Toolformer outperforms GPT-3 on zero-shot NLP tasks by using APIs

Published on April 26, 2023

The Meta AI Research company announced Toolformer, a language model that learns to call APIs to facilitate natural language processing (NLP). Using Toolformer, a training dataset is automatically annotated, which is used to fine-tune the model and can outperform the much larger GPT-3 model on several zero-shot NLP tasks.

The Toolformer is based on a pre-trained GPT-J large language model that has 6.7B parameters. The model receives human-written examples of API calls, along with input and output, as prompts, which are prefixed to training data samples. By feeding these into the model, annotated samples are produced indicating where API calls need to be inserted to generate a result; for example, a calculator API can be called to answer an arithmetic question. On the basis of the annotated dataset, the model is then fine-tuned. This finely tuned model outperformed larger models, such as the 175B parameter GPT-3, on several zero-shot NLP benchmarks by using API calls.

GPT-3, a large language model (LLM), performs well on a wide range of NLP tasks. The larger the model, the better its performance. However, LLMs often have difficulty with some tasks, such as arithmetic, regardless of their scale. Additionally, regardless of scale, they will incorrectly answer questions regarding events that occurred after the model was trained, such as “Which team does Cristiano Ronaldo play for?” Using external tools, or APIs, such as a web search engine or calculator, Meta’s solution to this problem involves teaching the LLM to assist it in tasks where it would otherwise perform poorly, such as searching the web or calculating.

The key concept is to use the language model to generate a training dataset for itself. This dataset is generated by taking a subset of the Common Crawl dataset, then prepending each example with a prompt asking the model to add API calls and their results. Moreover, the researchers developed a loss metric or “fitness score” for the API calls: if adding their results to the text results in a worse prediction for the next tokens in the text, the edit is discarded.

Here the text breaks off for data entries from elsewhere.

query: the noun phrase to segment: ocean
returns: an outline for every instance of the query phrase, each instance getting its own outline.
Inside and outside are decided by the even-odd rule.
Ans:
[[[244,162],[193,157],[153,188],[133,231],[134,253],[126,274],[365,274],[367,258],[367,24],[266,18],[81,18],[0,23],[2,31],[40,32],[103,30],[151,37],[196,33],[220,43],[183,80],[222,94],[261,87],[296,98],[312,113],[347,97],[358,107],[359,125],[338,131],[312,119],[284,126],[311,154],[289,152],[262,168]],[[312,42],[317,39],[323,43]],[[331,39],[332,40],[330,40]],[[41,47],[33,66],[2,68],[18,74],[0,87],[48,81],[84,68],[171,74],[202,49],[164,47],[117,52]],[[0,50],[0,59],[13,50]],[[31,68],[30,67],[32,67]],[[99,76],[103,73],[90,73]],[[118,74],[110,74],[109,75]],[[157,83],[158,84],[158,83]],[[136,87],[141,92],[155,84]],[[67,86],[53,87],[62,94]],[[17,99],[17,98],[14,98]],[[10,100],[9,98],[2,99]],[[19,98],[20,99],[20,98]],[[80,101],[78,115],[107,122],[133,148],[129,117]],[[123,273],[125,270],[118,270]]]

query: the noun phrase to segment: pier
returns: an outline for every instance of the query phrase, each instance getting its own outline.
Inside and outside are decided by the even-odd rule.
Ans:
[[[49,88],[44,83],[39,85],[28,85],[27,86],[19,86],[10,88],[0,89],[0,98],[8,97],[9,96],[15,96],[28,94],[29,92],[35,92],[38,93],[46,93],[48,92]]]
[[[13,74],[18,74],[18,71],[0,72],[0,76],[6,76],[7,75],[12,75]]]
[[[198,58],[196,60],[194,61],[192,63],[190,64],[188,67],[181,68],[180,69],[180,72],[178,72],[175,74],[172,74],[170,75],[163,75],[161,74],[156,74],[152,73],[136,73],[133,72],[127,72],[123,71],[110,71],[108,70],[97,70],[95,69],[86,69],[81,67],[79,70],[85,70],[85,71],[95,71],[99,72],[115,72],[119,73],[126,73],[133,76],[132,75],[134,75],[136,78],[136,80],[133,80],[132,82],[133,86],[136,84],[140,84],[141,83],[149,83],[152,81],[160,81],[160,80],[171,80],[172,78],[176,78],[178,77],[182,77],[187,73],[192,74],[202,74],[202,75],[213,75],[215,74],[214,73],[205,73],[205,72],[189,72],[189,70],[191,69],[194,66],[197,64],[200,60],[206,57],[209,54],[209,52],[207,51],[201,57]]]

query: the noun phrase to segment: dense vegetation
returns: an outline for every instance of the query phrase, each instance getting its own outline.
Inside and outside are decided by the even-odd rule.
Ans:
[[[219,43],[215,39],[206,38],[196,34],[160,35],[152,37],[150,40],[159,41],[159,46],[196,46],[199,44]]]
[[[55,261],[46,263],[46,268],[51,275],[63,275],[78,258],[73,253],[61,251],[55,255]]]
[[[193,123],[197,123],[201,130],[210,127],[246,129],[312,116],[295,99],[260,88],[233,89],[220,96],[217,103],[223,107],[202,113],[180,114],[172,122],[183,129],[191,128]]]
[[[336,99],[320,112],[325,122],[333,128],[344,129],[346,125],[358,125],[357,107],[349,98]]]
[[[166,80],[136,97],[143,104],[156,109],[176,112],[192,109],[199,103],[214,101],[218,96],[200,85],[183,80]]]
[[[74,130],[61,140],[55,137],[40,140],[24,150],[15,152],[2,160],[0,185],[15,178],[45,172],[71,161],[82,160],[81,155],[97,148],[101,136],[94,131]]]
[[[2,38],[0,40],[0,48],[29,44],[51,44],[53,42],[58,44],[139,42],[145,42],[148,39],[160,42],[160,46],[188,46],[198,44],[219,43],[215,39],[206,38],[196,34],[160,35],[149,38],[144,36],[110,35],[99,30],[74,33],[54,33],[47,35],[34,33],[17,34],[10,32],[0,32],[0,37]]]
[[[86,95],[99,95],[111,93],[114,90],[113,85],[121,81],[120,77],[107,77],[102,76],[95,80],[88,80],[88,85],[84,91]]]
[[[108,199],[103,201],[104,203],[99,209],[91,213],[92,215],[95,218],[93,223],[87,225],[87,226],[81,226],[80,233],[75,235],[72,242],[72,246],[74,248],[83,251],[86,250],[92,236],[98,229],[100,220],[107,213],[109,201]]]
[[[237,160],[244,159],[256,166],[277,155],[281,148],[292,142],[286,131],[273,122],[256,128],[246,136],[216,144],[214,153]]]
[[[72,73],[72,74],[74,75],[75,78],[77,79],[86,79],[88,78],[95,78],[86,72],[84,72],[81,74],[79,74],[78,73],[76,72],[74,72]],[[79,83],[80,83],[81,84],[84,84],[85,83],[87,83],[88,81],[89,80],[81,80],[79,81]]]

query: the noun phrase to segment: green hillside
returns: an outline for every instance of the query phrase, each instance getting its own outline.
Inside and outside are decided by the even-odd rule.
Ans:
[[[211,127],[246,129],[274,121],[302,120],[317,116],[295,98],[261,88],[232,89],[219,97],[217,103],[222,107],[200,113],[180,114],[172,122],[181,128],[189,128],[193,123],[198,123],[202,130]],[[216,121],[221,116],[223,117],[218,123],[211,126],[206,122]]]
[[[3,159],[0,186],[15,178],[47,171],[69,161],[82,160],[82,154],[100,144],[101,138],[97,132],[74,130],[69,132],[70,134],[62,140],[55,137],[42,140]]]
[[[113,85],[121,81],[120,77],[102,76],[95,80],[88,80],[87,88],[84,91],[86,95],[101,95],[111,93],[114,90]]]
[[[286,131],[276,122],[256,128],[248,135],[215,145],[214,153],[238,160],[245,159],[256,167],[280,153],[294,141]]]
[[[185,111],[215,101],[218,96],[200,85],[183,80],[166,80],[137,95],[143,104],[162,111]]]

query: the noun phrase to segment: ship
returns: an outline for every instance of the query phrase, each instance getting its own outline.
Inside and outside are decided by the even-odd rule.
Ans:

Toolformer was trained to utilize five different tools: a question-answering API, a Wikipedia search engine, a machine translation system, a calculator, and a calendar. Meta conducted several experiments in which it compared its performance with baseline GPT-J models, 66B parameter OPT models, and 175B parameter GPT-3 models. GPT-3 performed better on question answering, and GPT-J performed better on some non-English languages in multilingual question answering than Toolformer. Researchers attribute this to Toolformer’s finetuning on the annotated English-only dataset.

Although Meta has not released the source code for Toolformer, independent AI developers Phil Wang and Enrico Shippole have each released their own implementations.